Mullett wrinkled his nose. He couldn't take Frost's crude attempts at humour. 'So what's the current position?'

'We've released your prisoners on police bail.'

Mullett's eyebrows soared in surprise. 'Released them?'

'They were stinking the place out,' said Frost. 'The council have been round twice to dig up the drains… We know where they are. We can always pull them in when we want them.'

'But this is murder, Frost. We've got a confession. I want them arrested and charged.'

Frost took another drag on his cigarette. 'The son's given us a statement, but it's all a bit vague and he hasn't got all his marbles.
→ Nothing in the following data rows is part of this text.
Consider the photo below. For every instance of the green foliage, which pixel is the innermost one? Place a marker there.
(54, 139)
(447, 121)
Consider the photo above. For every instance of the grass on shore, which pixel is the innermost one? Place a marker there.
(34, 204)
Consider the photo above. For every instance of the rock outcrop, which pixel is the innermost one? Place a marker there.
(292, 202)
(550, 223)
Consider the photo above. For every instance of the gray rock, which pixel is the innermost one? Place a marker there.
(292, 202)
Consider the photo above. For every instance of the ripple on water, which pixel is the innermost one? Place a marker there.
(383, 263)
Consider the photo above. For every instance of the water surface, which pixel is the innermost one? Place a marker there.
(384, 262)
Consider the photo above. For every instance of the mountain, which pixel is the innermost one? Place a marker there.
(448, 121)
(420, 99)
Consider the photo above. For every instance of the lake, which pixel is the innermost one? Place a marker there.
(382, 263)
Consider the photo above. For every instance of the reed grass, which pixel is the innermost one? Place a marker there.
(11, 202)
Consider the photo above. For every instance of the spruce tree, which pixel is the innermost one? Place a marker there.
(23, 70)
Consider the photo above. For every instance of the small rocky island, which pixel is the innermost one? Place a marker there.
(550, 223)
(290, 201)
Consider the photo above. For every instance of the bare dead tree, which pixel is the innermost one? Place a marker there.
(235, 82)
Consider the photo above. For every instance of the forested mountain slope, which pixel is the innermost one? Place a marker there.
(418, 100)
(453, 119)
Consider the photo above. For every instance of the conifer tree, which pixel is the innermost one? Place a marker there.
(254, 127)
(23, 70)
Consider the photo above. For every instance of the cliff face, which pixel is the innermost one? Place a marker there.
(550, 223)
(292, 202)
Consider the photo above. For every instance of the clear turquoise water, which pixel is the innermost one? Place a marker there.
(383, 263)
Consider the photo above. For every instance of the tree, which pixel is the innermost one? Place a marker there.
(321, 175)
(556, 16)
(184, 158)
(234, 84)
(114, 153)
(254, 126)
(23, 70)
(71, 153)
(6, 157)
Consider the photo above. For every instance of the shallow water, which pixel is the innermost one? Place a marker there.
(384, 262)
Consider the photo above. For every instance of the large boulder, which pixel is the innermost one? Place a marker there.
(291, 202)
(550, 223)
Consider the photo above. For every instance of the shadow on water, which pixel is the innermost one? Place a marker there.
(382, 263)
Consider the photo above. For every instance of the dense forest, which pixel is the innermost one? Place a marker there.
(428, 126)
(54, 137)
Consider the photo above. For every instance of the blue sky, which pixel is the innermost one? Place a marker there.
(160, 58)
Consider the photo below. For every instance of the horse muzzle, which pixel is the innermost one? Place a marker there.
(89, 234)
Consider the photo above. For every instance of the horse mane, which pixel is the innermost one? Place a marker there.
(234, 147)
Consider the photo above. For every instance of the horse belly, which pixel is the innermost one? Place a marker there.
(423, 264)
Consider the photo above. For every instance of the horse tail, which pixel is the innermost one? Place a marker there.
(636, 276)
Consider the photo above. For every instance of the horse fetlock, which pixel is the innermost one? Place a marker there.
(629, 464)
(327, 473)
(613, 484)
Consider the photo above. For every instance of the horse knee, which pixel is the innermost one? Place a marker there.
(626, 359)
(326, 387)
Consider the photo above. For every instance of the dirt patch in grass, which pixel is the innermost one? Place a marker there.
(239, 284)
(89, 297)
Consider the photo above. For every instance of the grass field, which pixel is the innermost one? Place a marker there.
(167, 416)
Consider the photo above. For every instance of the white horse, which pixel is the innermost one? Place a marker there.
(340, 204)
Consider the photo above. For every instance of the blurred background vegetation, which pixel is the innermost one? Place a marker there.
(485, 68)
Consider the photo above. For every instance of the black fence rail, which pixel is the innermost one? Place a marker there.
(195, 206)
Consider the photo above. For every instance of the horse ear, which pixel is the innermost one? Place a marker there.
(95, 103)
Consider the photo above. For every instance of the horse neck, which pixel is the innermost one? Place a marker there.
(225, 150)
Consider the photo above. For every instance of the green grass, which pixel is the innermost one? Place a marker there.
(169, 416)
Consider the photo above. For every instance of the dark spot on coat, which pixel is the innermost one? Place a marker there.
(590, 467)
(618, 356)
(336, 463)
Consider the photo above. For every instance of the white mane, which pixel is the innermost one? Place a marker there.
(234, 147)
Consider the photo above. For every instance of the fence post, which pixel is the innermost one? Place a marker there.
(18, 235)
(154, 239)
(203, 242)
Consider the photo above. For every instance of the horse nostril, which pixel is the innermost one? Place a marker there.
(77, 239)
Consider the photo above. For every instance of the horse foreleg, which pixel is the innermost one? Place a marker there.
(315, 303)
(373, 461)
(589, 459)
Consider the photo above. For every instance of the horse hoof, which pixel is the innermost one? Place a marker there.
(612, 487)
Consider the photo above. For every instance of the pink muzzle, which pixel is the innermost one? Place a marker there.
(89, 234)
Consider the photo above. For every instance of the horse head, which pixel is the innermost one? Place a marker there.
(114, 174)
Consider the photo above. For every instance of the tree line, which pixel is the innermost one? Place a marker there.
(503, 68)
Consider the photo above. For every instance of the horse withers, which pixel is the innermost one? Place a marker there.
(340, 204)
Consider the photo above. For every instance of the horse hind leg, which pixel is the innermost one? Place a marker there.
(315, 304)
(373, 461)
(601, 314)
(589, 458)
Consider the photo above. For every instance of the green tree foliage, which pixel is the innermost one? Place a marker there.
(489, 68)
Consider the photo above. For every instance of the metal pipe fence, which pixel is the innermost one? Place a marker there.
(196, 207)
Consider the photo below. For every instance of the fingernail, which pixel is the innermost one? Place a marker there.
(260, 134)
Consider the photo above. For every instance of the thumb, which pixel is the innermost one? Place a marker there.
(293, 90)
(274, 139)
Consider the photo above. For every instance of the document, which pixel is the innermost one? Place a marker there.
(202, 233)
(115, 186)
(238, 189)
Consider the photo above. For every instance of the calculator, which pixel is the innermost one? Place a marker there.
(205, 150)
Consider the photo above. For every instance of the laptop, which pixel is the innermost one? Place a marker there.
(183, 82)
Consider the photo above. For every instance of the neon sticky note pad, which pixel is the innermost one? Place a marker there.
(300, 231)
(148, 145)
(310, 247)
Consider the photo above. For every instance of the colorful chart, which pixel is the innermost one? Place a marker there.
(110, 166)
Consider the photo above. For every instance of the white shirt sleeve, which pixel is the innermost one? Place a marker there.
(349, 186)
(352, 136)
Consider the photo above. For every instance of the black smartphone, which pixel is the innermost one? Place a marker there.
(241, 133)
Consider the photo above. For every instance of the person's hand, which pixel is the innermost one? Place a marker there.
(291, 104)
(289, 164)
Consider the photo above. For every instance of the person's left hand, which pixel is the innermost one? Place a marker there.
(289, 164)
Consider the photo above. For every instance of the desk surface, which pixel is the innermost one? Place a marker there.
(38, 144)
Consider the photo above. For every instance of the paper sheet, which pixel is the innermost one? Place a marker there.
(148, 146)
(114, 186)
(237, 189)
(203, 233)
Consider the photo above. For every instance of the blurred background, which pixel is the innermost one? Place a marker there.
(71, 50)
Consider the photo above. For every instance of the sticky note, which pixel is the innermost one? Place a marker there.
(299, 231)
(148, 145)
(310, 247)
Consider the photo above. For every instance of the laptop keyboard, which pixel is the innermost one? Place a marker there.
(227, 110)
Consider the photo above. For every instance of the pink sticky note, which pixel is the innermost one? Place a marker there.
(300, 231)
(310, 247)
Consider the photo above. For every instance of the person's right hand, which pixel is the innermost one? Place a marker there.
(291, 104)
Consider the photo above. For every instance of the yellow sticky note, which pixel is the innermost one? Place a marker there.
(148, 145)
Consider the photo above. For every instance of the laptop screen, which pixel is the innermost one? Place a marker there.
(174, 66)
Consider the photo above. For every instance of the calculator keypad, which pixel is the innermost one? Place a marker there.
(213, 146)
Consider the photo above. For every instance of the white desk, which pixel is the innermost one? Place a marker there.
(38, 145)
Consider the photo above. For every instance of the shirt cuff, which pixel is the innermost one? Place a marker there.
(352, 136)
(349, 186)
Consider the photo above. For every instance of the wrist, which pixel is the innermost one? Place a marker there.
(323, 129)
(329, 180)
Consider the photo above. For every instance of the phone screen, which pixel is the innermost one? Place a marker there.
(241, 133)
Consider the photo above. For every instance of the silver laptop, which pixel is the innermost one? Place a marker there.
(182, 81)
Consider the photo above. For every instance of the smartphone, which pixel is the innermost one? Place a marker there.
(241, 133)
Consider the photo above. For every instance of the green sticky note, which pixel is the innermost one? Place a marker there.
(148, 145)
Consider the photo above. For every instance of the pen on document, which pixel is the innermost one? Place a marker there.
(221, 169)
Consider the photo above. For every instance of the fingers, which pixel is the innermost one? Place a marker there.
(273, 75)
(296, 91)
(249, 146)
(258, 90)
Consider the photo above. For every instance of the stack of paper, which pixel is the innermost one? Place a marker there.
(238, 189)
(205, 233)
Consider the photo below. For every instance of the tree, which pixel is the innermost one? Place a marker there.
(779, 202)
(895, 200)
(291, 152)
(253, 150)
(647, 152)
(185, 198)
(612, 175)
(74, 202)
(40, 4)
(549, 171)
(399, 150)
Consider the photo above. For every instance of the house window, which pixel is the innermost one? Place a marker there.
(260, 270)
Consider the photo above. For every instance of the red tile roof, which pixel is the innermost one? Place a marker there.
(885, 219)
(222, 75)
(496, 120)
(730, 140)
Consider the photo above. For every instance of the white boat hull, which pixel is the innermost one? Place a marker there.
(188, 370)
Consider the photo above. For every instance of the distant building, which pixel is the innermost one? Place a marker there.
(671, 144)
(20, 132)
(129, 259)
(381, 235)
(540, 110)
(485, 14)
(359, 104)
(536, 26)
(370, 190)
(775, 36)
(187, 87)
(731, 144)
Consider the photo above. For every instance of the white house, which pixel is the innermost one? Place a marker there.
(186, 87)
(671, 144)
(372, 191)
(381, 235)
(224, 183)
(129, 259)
We'd be wasting our time taking him and the old girl to Court.'

'That's for the Crown Prosecution Service to decide, not you. Do we know who the victim was?'

'Not yet. All we've got is his first name and we know the approximate date he had his last leg over, but that doesn't help much.'

'Doesn't help much?' echoed Mullett in mock incredulity. 'It narrows things right down. Do something positive for a change. Go through the old records until you find him.'

'We've been through them Once,' said Frost.

'Then go through them again,' snapped Mullett. He smiled inwardly. He was feeling pleased with himself and was already mentally composing the conversation he would have with the Chief Constable: Yes, I took the case over, sir. Frost was getting nowhere so something had to be done. We've got a confession, we know who the victim is, all 't's crossed and 'i's dotted.